É esta ilusão que destrói em termos de uma brutalidade inusitada o Cristo, não por motivos de ordem ética ou existencial, como apareceria a princípio a uma reflexão superficial, mas em razão da natureza mesma do fenômeno do nascimento. E isso porque, este não sendo jamais inteligível segundo as leis do mundo e não podendo não mais fundá-los ou justificá-los, ele remete inexoravelmente ao conceito radical de um Arque-nascimento transcendental na Vida e assim à condição do Cristo ele mesmo.
A irredutibilidade fenomenológica radical entre dois modos de revelação, aquele que consiste na Vida, seja sua auto-revelação no Verbo de Vida — no Logos joanico —, e por outro lado aquele que encontra sua essência na luz do mundo, no ek-stase do "no de fora" — Logos grego —, tal é com efeito a origem da problemática de João e do drama cristão em geral.
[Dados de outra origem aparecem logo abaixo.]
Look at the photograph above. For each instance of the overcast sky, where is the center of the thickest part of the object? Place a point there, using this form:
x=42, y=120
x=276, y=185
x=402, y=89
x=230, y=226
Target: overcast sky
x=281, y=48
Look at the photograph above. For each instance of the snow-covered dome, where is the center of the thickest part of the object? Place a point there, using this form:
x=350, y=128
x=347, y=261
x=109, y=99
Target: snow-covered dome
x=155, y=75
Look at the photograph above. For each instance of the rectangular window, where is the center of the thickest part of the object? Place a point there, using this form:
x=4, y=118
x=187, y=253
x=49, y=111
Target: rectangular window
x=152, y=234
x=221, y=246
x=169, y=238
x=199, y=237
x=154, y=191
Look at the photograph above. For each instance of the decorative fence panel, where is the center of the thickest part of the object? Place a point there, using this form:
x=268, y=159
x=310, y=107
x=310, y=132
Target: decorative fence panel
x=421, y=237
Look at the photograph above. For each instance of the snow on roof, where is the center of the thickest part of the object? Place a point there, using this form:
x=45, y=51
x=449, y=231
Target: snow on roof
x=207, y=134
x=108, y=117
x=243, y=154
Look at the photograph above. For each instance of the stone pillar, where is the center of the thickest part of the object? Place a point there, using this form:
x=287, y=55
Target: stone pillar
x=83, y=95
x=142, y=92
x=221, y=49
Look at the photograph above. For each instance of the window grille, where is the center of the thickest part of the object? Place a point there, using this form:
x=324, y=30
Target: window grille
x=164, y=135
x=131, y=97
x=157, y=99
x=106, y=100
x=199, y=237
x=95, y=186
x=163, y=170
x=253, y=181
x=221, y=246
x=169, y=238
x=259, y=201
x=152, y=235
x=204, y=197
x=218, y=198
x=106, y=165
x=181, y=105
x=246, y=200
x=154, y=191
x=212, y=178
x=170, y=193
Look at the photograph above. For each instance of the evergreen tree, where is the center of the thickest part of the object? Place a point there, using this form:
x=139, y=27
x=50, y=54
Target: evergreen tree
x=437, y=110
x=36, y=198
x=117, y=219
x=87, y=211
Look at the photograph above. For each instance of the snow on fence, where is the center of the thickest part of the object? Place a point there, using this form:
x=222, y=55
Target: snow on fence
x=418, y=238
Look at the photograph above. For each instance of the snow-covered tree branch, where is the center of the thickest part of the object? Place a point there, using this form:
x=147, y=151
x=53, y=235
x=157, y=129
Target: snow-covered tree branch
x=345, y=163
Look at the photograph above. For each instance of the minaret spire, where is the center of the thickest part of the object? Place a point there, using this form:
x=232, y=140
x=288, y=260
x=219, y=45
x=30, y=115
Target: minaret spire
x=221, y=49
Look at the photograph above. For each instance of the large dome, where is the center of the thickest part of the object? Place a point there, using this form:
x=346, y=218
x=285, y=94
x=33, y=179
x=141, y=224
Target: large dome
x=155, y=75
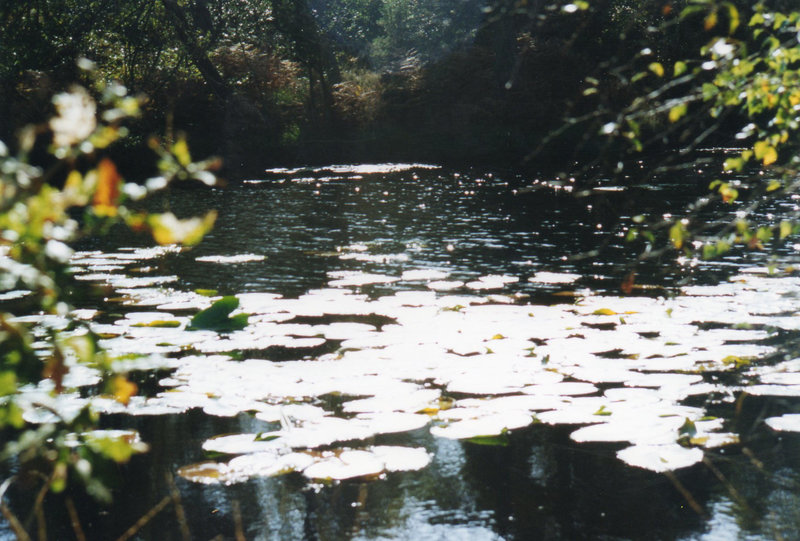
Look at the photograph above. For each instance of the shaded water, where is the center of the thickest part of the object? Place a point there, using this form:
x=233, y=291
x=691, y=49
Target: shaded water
x=438, y=312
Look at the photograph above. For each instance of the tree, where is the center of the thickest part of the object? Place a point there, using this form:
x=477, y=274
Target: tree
x=39, y=221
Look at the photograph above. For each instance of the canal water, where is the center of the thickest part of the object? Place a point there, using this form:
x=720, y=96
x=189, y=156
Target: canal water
x=432, y=354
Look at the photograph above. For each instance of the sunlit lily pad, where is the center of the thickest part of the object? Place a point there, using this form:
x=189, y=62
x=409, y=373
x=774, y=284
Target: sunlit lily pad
x=544, y=277
x=661, y=458
x=231, y=259
x=789, y=422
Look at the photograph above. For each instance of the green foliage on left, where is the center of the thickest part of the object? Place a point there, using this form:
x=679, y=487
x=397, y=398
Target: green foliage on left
x=218, y=317
x=43, y=210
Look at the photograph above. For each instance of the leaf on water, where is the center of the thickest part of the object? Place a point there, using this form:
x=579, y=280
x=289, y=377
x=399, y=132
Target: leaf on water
x=159, y=323
x=243, y=258
x=657, y=68
x=604, y=312
x=789, y=422
x=688, y=428
x=217, y=317
x=660, y=458
x=678, y=112
x=206, y=292
x=766, y=152
x=122, y=389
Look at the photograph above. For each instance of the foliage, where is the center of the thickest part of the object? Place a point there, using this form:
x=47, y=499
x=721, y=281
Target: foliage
x=43, y=210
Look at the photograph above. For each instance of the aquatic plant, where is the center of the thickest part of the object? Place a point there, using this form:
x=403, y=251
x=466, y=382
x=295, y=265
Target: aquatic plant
x=60, y=185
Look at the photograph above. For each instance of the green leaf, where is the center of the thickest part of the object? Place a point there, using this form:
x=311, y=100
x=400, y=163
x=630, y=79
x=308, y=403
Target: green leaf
x=785, y=229
x=160, y=323
x=733, y=17
x=733, y=164
x=676, y=235
x=217, y=317
x=677, y=112
x=688, y=428
x=765, y=152
x=657, y=68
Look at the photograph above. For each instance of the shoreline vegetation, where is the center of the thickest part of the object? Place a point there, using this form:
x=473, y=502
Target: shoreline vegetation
x=275, y=83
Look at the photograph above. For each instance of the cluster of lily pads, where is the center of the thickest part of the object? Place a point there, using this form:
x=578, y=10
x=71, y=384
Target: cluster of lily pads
x=463, y=361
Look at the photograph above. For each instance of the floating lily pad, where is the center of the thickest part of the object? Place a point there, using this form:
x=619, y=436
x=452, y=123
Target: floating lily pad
x=217, y=317
x=661, y=458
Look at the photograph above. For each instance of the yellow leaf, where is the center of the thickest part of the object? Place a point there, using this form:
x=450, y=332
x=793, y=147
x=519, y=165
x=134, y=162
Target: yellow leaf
x=123, y=389
x=710, y=21
x=106, y=193
x=677, y=112
x=676, y=235
x=657, y=68
x=181, y=151
x=604, y=312
x=785, y=229
x=765, y=152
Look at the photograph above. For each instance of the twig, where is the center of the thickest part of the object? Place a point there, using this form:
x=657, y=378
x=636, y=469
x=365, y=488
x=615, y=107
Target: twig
x=686, y=494
x=237, y=521
x=16, y=525
x=180, y=515
x=728, y=485
x=142, y=522
x=75, y=520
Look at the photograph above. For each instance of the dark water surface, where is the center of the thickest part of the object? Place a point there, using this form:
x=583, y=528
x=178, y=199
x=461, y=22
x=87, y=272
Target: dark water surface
x=393, y=268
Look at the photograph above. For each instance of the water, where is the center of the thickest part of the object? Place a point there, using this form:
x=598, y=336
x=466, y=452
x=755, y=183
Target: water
x=428, y=337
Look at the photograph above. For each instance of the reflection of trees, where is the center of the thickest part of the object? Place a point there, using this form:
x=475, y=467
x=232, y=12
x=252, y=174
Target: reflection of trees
x=542, y=486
Este homem aparecido no mundo e nomeado Jesus, ninguém pode com efeito conhecê-lo e reconhecê-lo na luz deste mundo por isto que ele é — pelo Verbo da Vida: «Embora me tenhais visto, não me credes» (Jo 6,36). A bem dizer, para que o Cristo apareça na luz do mundo como este homem Jesus e simplesmente sob a forma deste homem que os outros homens reconhecem por um homem e nada de mais, necessita precisamente que ele seja despojado de sua condição divina, a saber de sua revelação própria — aquela que ele tem da Vida enquanto a auto-revelação desta —, por não ser nada mais com efeito que a aparência objetiva e mundana de um homem. É isto que declara com um rigor estupendo Paulo Apóstolo em sua Epístola aos Filipenses: «De sorte que haja em vós o mesmo sentimento que houve também em Cristo Jesus, Que, sendo em forma de Deus, não teve por usurpação ser igual a Deus, Mas esvaziou-se a si mesmo, tomando a forma de servo, fazendo-se semelhante aos homens; E, achado na forma de homem, humilhou-se a si mesmo, sendo obediente até à morte, e morte de cruz.» (2,5-8).
Somente se o Cristo é despojado de sua condição divina para tomar o aspecto de um homem e se mostrar sob este aspecto na verdade do mundo, então onde e como se revela ele na sua condição verdadeira enquanto o Verbo mesmo de Deus, enquanto sua revelação? Onde e como pode-se conhecê-lo e reconhecê-lo na condição que é verdadeiramente a sua, na sua condição de Cristo, de Verbo revelando o Pai?